Swvl co-founders Mostafa Eissa Kandil (left), Mahmoud Nouh (center) and Ahmed Sabbah (right) next to a Swvl bus (Photo courtesy of Swvl).
A five-year license was granted to Swvl based on a contract signed between the Land Transport Regulatory Authority (LTRA) and the company in accordance with Law 87/2018 and its bylaws, according to the statement.
Swvl was founded in 2017 in Egypt as a mass transit solutions start-up.
In 2019, the company moved headquarters to Dubai as part of a global expansion plan.

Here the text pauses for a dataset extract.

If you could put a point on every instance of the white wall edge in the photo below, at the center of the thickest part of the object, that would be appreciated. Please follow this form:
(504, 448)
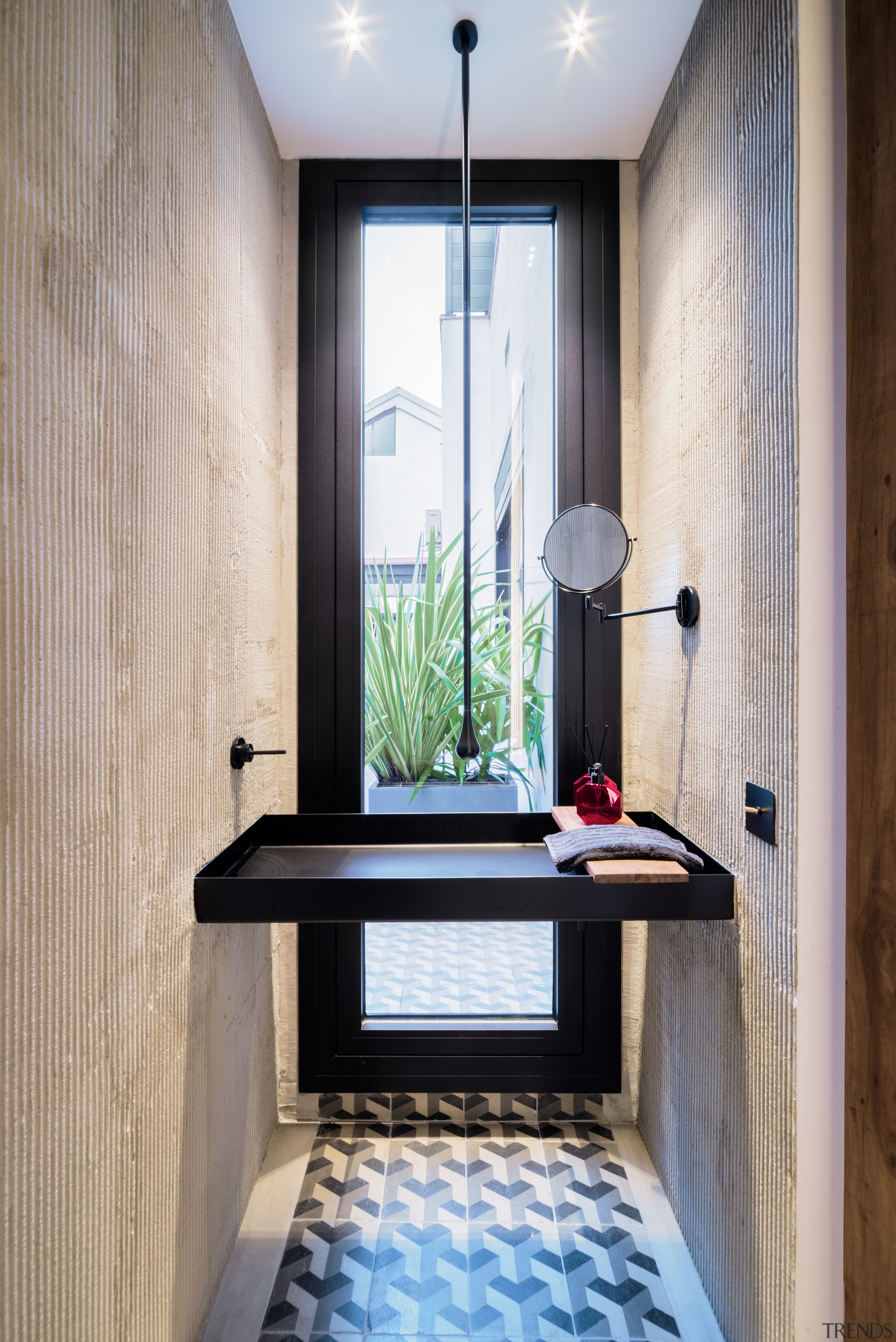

In April 2022, following a $1.5 million merger deal with the New York-based Queen’s Gambit Growth Capital, Swvl began trading on the NASDAQ exchange.
In the works
Other popular ride-hailing apps operating in Egypt such as Uber, Careem, Indrive and DiDi have been working in the market under temporary arrangements with the authorities, but that could change soon.
“Uber and Careem, who have been operating under temporary legal arrangements, are currently finalizing requirements to obtain licenses similar to the one granted to Swvl,” the Head of the LTRA Sayyed Metwally told Ahram Online that
“InDrive and DiDi are taking initial steps in the process of obtaining licenses,” Metwally added.
In 2019, Uber and Careem, which had been operating in the country without proper licenses since entering the market in 2014, legalised their status following decrees issued by the authorities regulating operations of ride-hailing companies.
Meanwhile, Minister of Transport Kamel El-Wazir emphasized that the agreement between the LTRA and Swvl represents an important step towards regulating the work of transport companies which use advanced technologies, according to the ministry’s statement.
This agreement with Swvl will reduce carbon emissions in the country in line with the government goal of achieving sustainable development and also attract new investments into the transport sector, El-Wazir added.